Todas as lesões da sífilis secundária regridem espontaneamente em 3 a 12 semanas, e a doença entra na fase latente.

Armadilhas do ENARE: Conceito-Chave Validado

Diferença entre Condiloma Plano e Condiloma Acuminado: Esta é uma distinção clássica em provas. O Condiloma Plano (Condyloma Latum), como visto na questão ENARE 2023 Q61, é uma manifestação da sífilis secundária. As lesões são planas, largas, úmidas e acinzentadas. Já o Condiloma Acuminado é causado pelo Papilomavírus Humano (HPV), e as lesões são verrucosas, com aspecto de "couve-flor". A biópsia do condiloma plano revela intensa infiltração de plasmócitos e a presença de espiroquetas.

Sífilis Latente

É um período assintomático, diagnosticado exclusivamente por testes sorológicos. É dividida em:

  • Latente Precoce: Até 1 ano após a infecção inicial. O paciente ainda pode apresentar recidivas das lesões de secundarismo e é considerado transmissível.
  • Latente Tardia: Mais de 1 ano após a infecção. O paciente não é mais considerado transmissível por via sexual, mas a transmissão vertical ainda é possível.

Sífilis Terciária

Ocorre em cerca de um terço dos pacientes não tratados, anos ou décadas após a infecção inicial. É caracterizada por lesões destrutivas e de progressão lenta.

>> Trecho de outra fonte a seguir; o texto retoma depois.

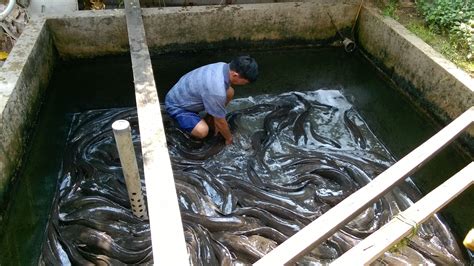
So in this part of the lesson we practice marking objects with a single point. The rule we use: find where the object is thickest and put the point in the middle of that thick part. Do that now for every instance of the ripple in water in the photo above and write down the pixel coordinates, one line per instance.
(294, 156)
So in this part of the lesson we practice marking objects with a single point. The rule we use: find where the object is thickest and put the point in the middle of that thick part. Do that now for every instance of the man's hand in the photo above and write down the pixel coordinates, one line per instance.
(223, 128)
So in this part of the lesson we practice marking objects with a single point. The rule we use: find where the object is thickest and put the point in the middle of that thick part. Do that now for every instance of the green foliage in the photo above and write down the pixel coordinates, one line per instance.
(390, 9)
(452, 17)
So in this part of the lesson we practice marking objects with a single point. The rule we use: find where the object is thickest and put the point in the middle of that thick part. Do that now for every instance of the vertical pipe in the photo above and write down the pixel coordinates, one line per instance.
(123, 139)
(7, 10)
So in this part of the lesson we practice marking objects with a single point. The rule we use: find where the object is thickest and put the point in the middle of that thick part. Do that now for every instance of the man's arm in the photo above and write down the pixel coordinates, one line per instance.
(223, 128)
(229, 95)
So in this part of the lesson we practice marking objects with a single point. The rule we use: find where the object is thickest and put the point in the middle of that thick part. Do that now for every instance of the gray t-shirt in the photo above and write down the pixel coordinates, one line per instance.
(203, 89)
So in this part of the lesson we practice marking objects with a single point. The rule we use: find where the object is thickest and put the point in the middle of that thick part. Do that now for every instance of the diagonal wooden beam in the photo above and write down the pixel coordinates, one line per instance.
(331, 221)
(377, 243)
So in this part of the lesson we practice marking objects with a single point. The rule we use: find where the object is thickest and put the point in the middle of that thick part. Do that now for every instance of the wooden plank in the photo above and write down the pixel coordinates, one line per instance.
(169, 247)
(323, 227)
(377, 243)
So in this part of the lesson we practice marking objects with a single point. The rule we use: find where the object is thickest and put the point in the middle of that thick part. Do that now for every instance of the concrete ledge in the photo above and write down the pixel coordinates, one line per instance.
(23, 79)
(433, 82)
(90, 33)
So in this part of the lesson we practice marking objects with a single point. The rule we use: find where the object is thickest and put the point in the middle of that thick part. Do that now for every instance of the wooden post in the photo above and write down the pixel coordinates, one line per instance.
(167, 236)
(128, 160)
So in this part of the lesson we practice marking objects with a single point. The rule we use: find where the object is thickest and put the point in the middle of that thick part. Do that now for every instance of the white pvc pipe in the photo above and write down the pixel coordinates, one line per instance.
(8, 10)
(123, 139)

  • Sífilis Gomatosa (Benigna): Formação de gomas, que são lesões granulomatosas crônicas, nodulares, que podem ulcerar e levar à destruição de pele, ossos e vísceras.
  • Sífilis Cardiovascular: Principalmente aortite sifilítica, que afeta a porção ascendente da aorta. A inflamação (endarterite obliterante da vasa vasorum) leva à necrose da camada média, resultando em dilatação aneurismática, insuficiência aórtica (por dilatação do anel valvar) e estenose dos óstios coronarianos.
  • Neurosífilis: Pode ocorrer em qualquer estágio, mas as formas tardias são manifestações da sífilis terciária. Inclui:
    • Meningovascular: Endarterite de vasos cerebrais ou medulares, levando a múltiplos infartos (AVCs em pacientes jovens).
    • Parenquimatosa:
      • Paresia Geral: Encefalite crônica com deterioração progressiva da função intelectual, alterações de personalidade, psicose (delírios de grandeza) e demência.
      • Tabes Dorsalis: Desmielinização dos cordões posteriores e raízes dorsais da medula espinhal, resultando em ataxia sensitiva (marcha tabética), perda da propriocepção (sinal de Romberg positivo), dores lancinantes em membros inferiores, incontinência urinária e pupila de Argyll Robertson (pupilas mióticas, irregulares, que não reagem à luz, mas acomodam para perto).

Diagnóstico Laboratorial

O diagnóstico combina dados clínicos, epidemiológicos e laboratoriais. Os testes são divididos em métodos diretos e indiretos (sorológicos).

Métodos Diretos

  • Microscopia de Campo Escuro: Padrão-ouro para o diagnóstico da sífilis primária. Permite a visualização direta do T. pallidum móvel em material coletado do exsudato do cancro duro ou de lesões úmidas do secundarismo. Requer equipamento específico e profissional treinado, e seu uso é limitado na prática clínica atual.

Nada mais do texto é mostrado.